Class UpdateVCFSequenceDictionary

All Implemented Interfaces:
org.broadinstitute.barclay.argparser.CommandLinePluginProvider

@DocumentedFeature public final class UpdateVCFSequenceDictionary extends VariantWalker
Updates the reference contigs in the header of the VCF format file, i.e. the reference dictionary, using the dictionary from a variant, alignment, reference, or dictionary file.

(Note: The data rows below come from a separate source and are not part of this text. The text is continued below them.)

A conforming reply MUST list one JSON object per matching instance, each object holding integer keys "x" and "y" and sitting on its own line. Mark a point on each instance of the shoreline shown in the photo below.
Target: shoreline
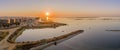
{"x": 30, "y": 45}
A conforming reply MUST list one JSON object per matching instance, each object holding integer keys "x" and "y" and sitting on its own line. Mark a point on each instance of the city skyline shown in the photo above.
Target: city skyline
{"x": 60, "y": 7}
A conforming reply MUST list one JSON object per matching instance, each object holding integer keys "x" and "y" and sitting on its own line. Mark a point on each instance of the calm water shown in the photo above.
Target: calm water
{"x": 93, "y": 37}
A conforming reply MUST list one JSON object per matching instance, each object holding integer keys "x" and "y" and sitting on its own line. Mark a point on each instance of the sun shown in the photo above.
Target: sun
{"x": 47, "y": 15}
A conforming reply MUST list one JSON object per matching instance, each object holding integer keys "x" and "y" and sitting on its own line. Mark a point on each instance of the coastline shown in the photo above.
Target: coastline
{"x": 29, "y": 45}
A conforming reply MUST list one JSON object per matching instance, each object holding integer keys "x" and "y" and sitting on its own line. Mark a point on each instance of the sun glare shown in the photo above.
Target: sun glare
{"x": 47, "y": 13}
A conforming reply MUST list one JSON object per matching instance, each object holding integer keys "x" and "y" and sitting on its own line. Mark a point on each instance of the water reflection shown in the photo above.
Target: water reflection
{"x": 94, "y": 37}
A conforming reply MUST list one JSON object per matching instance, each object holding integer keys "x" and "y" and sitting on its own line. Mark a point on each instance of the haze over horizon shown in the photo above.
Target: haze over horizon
{"x": 60, "y": 7}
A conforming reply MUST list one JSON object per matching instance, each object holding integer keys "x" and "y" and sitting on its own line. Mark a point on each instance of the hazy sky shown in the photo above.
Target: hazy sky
{"x": 60, "y": 7}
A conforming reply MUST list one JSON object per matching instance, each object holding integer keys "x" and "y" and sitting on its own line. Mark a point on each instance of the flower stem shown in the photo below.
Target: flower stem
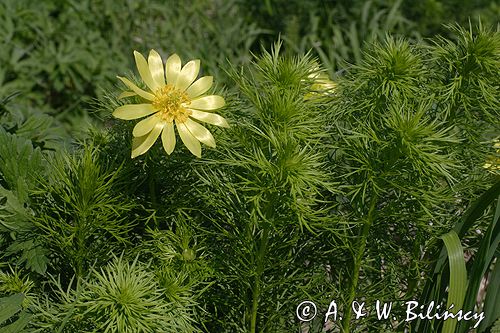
{"x": 260, "y": 269}
{"x": 357, "y": 263}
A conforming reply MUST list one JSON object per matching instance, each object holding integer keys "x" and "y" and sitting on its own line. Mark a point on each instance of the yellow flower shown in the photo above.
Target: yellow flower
{"x": 174, "y": 98}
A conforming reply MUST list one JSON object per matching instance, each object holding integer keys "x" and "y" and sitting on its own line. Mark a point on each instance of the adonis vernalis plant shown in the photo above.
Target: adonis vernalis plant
{"x": 175, "y": 97}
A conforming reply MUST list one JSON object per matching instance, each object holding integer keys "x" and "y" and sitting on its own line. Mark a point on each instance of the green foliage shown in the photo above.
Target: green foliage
{"x": 482, "y": 261}
{"x": 260, "y": 192}
{"x": 80, "y": 214}
{"x": 125, "y": 297}
{"x": 314, "y": 194}
{"x": 9, "y": 306}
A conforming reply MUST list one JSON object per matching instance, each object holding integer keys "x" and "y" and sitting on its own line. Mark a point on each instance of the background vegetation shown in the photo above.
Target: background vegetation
{"x": 311, "y": 194}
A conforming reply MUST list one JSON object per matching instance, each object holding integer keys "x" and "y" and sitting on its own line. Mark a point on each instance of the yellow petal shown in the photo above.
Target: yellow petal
{"x": 172, "y": 68}
{"x": 126, "y": 94}
{"x": 142, "y": 144}
{"x": 210, "y": 118}
{"x": 136, "y": 89}
{"x": 143, "y": 68}
{"x": 211, "y": 102}
{"x": 189, "y": 140}
{"x": 188, "y": 74}
{"x": 133, "y": 111}
{"x": 200, "y": 133}
{"x": 200, "y": 87}
{"x": 145, "y": 126}
{"x": 168, "y": 138}
{"x": 156, "y": 68}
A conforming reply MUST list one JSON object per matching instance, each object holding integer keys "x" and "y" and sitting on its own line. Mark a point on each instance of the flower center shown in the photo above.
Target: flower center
{"x": 170, "y": 102}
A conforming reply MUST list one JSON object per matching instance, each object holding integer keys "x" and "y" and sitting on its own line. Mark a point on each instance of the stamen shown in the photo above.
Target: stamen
{"x": 171, "y": 103}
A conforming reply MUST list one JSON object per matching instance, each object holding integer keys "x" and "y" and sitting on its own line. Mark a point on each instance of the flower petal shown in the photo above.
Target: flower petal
{"x": 188, "y": 74}
{"x": 210, "y": 118}
{"x": 201, "y": 86}
{"x": 172, "y": 68}
{"x": 200, "y": 133}
{"x": 143, "y": 68}
{"x": 133, "y": 111}
{"x": 189, "y": 140}
{"x": 126, "y": 94}
{"x": 145, "y": 126}
{"x": 142, "y": 144}
{"x": 156, "y": 68}
{"x": 168, "y": 138}
{"x": 210, "y": 102}
{"x": 136, "y": 89}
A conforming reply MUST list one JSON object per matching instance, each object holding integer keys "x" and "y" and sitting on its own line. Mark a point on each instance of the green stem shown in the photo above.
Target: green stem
{"x": 260, "y": 269}
{"x": 357, "y": 263}
{"x": 152, "y": 183}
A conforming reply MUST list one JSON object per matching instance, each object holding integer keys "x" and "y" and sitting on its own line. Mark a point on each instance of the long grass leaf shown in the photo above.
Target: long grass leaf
{"x": 458, "y": 276}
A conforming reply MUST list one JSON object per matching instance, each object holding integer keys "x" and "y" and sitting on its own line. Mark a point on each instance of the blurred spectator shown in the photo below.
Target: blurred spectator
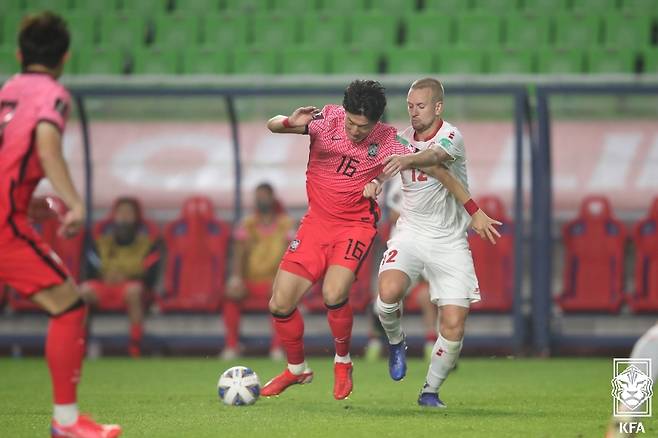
{"x": 260, "y": 242}
{"x": 123, "y": 265}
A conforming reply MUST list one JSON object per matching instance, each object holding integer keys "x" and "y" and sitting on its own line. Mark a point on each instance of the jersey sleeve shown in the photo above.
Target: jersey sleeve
{"x": 240, "y": 233}
{"x": 55, "y": 108}
{"x": 319, "y": 124}
{"x": 452, "y": 143}
{"x": 394, "y": 195}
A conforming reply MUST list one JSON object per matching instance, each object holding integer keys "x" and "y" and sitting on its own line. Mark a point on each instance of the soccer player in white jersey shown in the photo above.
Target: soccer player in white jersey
{"x": 431, "y": 239}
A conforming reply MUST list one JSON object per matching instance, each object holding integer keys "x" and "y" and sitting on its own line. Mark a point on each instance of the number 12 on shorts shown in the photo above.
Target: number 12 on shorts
{"x": 389, "y": 257}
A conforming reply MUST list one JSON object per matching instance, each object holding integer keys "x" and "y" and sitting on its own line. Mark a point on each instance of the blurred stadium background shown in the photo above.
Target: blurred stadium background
{"x": 557, "y": 101}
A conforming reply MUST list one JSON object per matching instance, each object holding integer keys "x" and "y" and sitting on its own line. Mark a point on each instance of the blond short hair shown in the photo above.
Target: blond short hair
{"x": 435, "y": 85}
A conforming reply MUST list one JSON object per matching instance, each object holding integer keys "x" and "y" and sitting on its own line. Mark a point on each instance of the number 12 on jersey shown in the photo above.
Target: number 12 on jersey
{"x": 418, "y": 175}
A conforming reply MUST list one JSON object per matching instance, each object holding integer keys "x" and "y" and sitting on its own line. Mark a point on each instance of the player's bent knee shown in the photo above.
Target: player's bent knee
{"x": 278, "y": 308}
{"x": 392, "y": 287}
{"x": 387, "y": 308}
{"x": 391, "y": 292}
{"x": 58, "y": 299}
{"x": 451, "y": 332}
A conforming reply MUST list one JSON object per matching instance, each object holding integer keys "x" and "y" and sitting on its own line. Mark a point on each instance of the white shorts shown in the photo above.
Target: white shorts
{"x": 446, "y": 265}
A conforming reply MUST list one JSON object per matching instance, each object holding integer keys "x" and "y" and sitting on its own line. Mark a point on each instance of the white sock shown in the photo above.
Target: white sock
{"x": 66, "y": 415}
{"x": 390, "y": 317}
{"x": 444, "y": 357}
{"x": 298, "y": 368}
{"x": 343, "y": 359}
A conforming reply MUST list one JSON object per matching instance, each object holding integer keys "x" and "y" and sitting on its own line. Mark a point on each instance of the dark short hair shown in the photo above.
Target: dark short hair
{"x": 265, "y": 186}
{"x": 43, "y": 39}
{"x": 365, "y": 98}
{"x": 132, "y": 202}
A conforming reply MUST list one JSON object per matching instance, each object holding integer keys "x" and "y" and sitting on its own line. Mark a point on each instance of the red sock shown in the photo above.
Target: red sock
{"x": 340, "y": 319}
{"x": 290, "y": 330}
{"x": 65, "y": 346}
{"x": 232, "y": 322}
{"x": 276, "y": 340}
{"x": 136, "y": 333}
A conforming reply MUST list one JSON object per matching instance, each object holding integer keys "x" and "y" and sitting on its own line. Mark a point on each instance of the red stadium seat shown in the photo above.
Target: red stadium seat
{"x": 594, "y": 259}
{"x": 360, "y": 294}
{"x": 47, "y": 224}
{"x": 494, "y": 264}
{"x": 645, "y": 235}
{"x": 197, "y": 245}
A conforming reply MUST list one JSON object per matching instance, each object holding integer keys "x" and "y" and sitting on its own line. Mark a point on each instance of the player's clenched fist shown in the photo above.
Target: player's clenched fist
{"x": 73, "y": 221}
{"x": 394, "y": 164}
{"x": 372, "y": 190}
{"x": 302, "y": 116}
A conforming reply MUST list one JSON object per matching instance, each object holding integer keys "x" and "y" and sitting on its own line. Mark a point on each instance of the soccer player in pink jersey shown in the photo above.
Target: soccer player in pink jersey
{"x": 33, "y": 112}
{"x": 347, "y": 150}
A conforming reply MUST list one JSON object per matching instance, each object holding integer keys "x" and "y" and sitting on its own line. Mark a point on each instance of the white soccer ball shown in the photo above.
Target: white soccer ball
{"x": 238, "y": 386}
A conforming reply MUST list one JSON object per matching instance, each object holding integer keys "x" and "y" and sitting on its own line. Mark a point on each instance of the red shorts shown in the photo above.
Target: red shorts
{"x": 28, "y": 264}
{"x": 111, "y": 296}
{"x": 320, "y": 244}
{"x": 258, "y": 295}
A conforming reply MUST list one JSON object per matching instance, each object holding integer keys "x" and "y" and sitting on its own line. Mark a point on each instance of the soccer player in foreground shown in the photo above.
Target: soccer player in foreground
{"x": 33, "y": 112}
{"x": 431, "y": 239}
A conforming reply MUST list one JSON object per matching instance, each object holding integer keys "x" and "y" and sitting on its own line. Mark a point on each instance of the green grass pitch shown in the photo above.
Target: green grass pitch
{"x": 178, "y": 398}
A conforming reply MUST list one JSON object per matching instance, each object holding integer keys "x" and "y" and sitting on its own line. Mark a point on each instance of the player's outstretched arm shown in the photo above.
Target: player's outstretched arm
{"x": 49, "y": 148}
{"x": 481, "y": 223}
{"x": 374, "y": 187}
{"x": 295, "y": 123}
{"x": 426, "y": 158}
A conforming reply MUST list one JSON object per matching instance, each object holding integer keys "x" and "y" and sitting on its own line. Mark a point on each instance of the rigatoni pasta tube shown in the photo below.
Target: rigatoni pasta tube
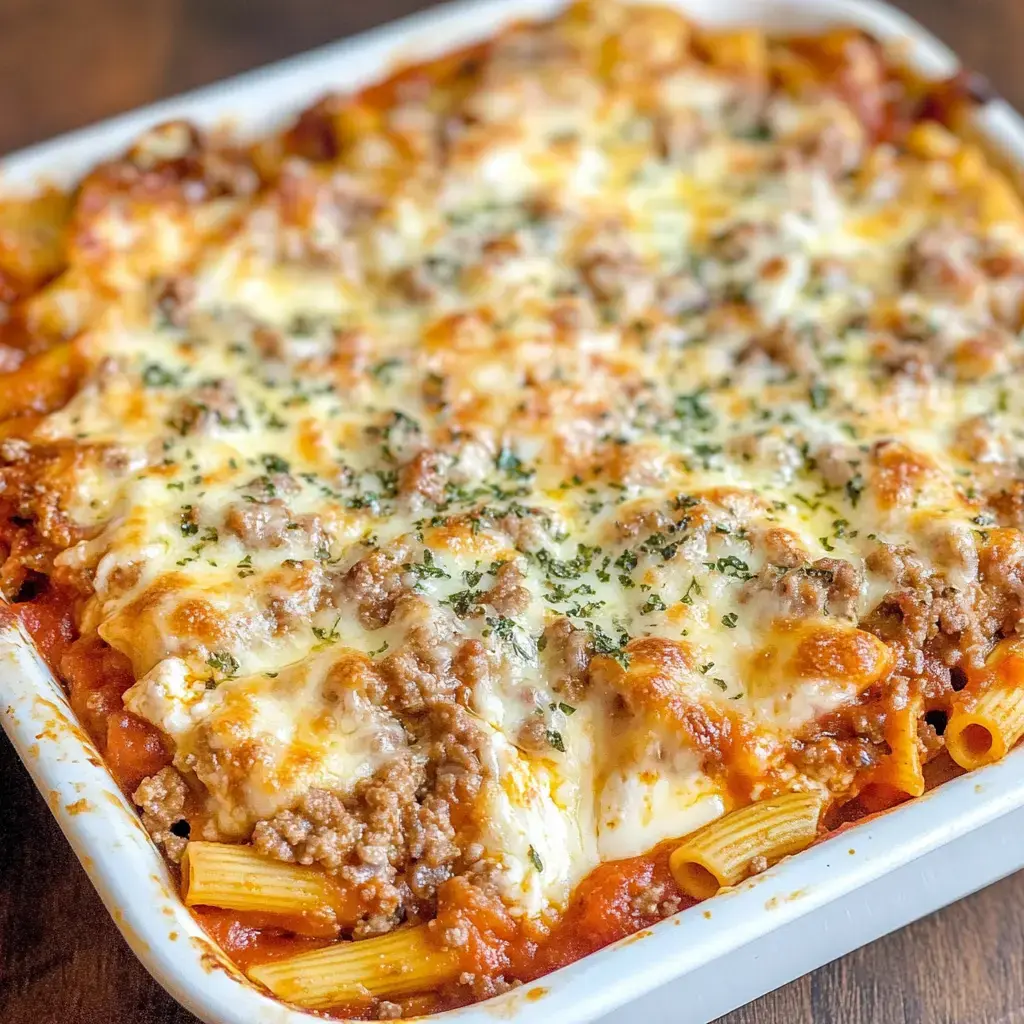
{"x": 901, "y": 774}
{"x": 986, "y": 731}
{"x": 400, "y": 964}
{"x": 721, "y": 854}
{"x": 237, "y": 878}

This tool is designed to update the sequence dictionary in a variant file using a dictionary from another variant, alignment, dictionary, or reference file. The dictionary must be valid, i.e. must contain a sequence record, for all variants in the target file. The dictionary lines start with '##contig='.

By specifying both --replace and --disable-sequence-dictionary-validation, one can force replace an invalid sequence dictionary in a variant file with a valid sequence dictionary in another file.

Usage example

Use the contig dictionary from a BAM (SQ lines) to replace an existing dictionary in the header of a VCF.

 gatk UpdateVCFSequenceDictionary \
     -V cohort.vcf.gz \
     --source-dictionary sample.bam \
     --output cohort_replacedcontiglines.vcf.gz \
     --replace=true
 

Use a reference dictionary to add reference contig lines to a VCF without any.

 gatk UpdateVCFSequenceDictionary \
     -V resource.vcf.gz \
     --source-dictionary reference.dict \
     --output resource_newcontiglines.vcf.gz
 

Use the reference set to add contig lines to a VCF without any.

 gatk UpdateVCFSequenceDictionary \
     -V resource.vcf.gz \
     -R reference.fasta \
     --output resource_newcontiglines.vcf.gz
 

The -O argument specifies the name of the updated file. The --source-dictionary argument specifies the input sequence dictionary. The --replace argument is optional, and forces the replacement of the dictionary if the input file already has a dictionary.

  • Field Details

    • outFile

      @Argument(fullName="output", shortName="O", doc="File to which updated variants should be written") public GATKPath outFile
    • DICTIONARY_ARGUMENT_NAME

      public static final String DICTIONARY_ARGUMENT_NAME
      See Also:
    • REPLACE_ARGUMENT_NAME

      public static final String REPLACE_ARGUMENT_NAME
      See Also:
  • Constructor Details

    • UpdateVCFSequenceDictionary

      public UpdateVCFSequenceDictionary()
  • Method Details

    • onTraversalStart

      public void onTraversalStart()
      Description copied from class: GATKTool
      Operations performed just prior to the start of traversal. Should be overridden by tool authors who need to process arguments local to their tool or perform other kinds of local initialization. Default implementation does nothing.
      Overrides:
      onTraversalStart in class GATKTool
    • apply

      public void apply(htsjdk.variant.variantcontext.VariantContext vc, ReadsContext readsContext, ReferenceContext ref, FeatureContext featureContext)
      Description copied from class: VariantWalker
      Process an individual variant. Must be implemented by tool authors. In general, tool authors should simply stream their output from apply(), and maintain as little internal state as possible.
      Specified by:
      apply in class VariantWalker
      Parameters:
      vc - Current variant being processed.
      readsContext - Reads overlapping the current variant. Will be an empty, but non-null, context object if there is no backing source of reads data (in which case all queries on it will return an empty array/iterator)
      ref - Reference bases spanning the current variant. Will be an empty, but non-null, context object if there is no backing source of reference data (in which case all queries on it will return an empty array/iterator). Can request extra bases of context around the current variant's interval by invoking ReferenceContext.setWindow(int, int) on this object before calling ReferenceContext.getBases()
      featureContext - Features spanning the current variant. Will be an empty, but non-null, context object if there is no backing source of Feature data (in which case all queries on it will return an empty List).
    • closeTool

      public void closeTool()
      Close out the new variants file.
      Overrides:
      closeTool in class GATKTool
    • getBestAvailableSequenceDictionary

      public htsjdk.samtools.SAMSequenceDictionary getBestAvailableSequenceDictionary()
      Description copied from class: VariantWalkerBase
      Overriding the superclass method to preferentially choose the sequence dictionary from the driving source of variants.
      Overrides:
      getBestAvailableSequenceDictionary in class VariantWalkerBase
      Returns:
      best available sequence dictionary given our inputs or null if no one dictionary is the best one.